Bounds on $\frac{2n!}{(n!)^2}$

Question

Here is my problem:

Use induction to show that for $n\ge1$, $$\frac{4^n}{\sqrt{4n}} \le \frac{(2n)!}{(n!)^2}\le \frac{4^n}{\sqrt{3n+1}}.$$

What I have so far:

For $n=1$ it is $2≤2≤2$, and I tried to originally do this problem by assuming that the case holds for $n\ge 1$, and if it hold for n+1, than it should hold for all $n\ge 1$.

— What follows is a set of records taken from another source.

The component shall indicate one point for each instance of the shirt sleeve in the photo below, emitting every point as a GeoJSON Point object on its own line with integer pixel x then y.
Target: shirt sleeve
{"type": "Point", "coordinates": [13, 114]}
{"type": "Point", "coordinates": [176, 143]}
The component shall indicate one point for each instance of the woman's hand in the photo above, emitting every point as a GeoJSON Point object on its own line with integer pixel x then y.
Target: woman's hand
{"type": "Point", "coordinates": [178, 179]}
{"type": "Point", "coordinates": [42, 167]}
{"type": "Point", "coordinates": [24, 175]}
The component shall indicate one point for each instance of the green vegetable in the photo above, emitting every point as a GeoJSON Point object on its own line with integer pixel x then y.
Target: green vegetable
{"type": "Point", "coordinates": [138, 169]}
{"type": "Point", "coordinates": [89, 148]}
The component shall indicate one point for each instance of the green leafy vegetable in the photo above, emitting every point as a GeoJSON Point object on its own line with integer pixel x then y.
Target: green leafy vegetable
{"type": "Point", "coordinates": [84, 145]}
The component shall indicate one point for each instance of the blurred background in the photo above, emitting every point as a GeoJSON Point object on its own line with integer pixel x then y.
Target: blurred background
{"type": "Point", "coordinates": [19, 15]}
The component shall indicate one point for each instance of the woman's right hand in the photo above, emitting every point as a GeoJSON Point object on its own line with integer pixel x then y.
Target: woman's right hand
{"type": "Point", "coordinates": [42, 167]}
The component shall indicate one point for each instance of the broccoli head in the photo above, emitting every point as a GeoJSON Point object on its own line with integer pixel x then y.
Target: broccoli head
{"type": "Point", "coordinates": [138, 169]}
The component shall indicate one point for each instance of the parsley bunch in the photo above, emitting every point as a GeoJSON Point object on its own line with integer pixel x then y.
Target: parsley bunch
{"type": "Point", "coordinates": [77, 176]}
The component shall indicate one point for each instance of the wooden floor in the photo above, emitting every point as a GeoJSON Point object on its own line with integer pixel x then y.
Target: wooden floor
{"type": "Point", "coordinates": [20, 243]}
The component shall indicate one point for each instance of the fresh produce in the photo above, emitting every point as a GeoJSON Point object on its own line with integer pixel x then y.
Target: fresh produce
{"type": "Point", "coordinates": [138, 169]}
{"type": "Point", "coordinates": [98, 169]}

I started with $n+1$ case: $$\frac{4^{n+1}}{\sqrt{4(n+1)}}\le\frac{(2(n+1))!}{((n+1)!)^2}\le\frac{4^{n+1}}{\sqrt{3(n+1)+1}},$$ but this did not really lead me anywhere.

Answer 1

Note that$$\frac{\frac{\bigl(2(n+1)\bigr)!}{(n+1)!^2}}{\frac{(2n)!}{n!^2}}=\frac{(2n+2)(2n+1)}{(n+1)^2}=2\frac{2n+1}{n+1}.$$On the other hand$$\frac{\frac{4^{n+1}}{\sqrt{4(n+1)}}}{\frac{4^n}{\sqrt{4n}}}=2\sqrt{\frac n{n+1}}$$and$$\frac{\frac{4^{n+1}}{\sqrt{3n+4}}}{\frac{4^n}{\sqrt{3n+1}}}=4\sqrt{\frac{3n+1}{3n+4}}.$$Can you take it from here?